At some point after the June 3 visit, investigators had learned that there could still be more classified documents at Mar-a-Lago, according to reporting in the New York Times and The Wall Street Journal that cited unnamed sources.
June 22: Trump is served with another subpoena, this time for surveillance footage from Mar-a-Lago. Trump’s attorneys would later acknowledge receipt of the June 22 subpoena, writing in a court filing: “At President Trump’s direction, service of that subpoena was voluntarily accepted, and responsive video footage was provided to the government.”

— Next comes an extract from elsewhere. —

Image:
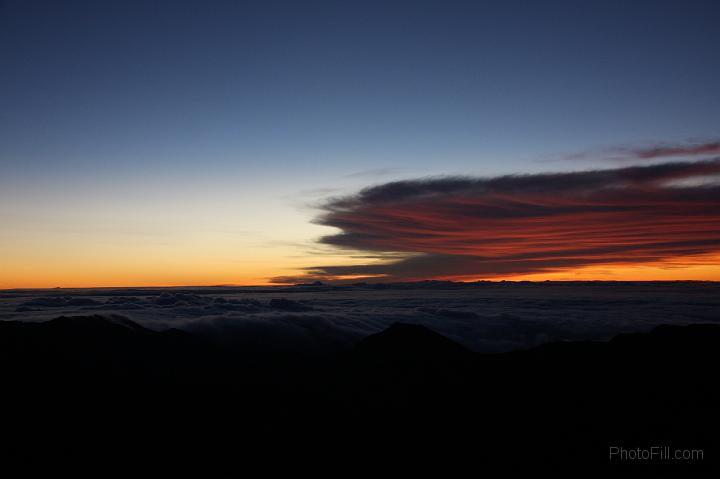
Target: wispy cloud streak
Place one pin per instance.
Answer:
(464, 227)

Aug. 8: The FBI, with a search warrant in hand, searches Mar-a-Lago, removing another 25 boxes of documents. According to a receipt released by the Justice Department, the documents include “various classified/TS/SCI documents.” TS/SCI stands for top-secret/sensitive compartmented information. There are also four sets of documents described as “Miscellaneous Top Secret” and three others listed as “Miscellaneous Secret.”
Aug. 11: Attorney General Merrick Garland says in a public address that the Justice Department had exhausted efforts to retrieve the material in other ways. “The department does not take such a decision lightly,” Garland said. “Where possible, it is standard practice to seek less intrusive means as an alternative to a search, and to narrowly scope any search that is undertaken.”
Aug. 26: A federal judge releases a heavily redacted affidavit in support of the government’s application for a warrant to search Mar-a-Lago. “The government is conducting a criminal investigation concerning the improper removal and storage of classified information in unauthorized spaces, as well as the unlawful concealment or removal of government records,” the affidavit said. The federal government said it sought to redact information to protect witnesses, the FBI and details of the Justice Department’s strategy.
PolitiFact researcher Caryn Baird and staff writers Amy Sherman and Jon Greenberg contributed to this article.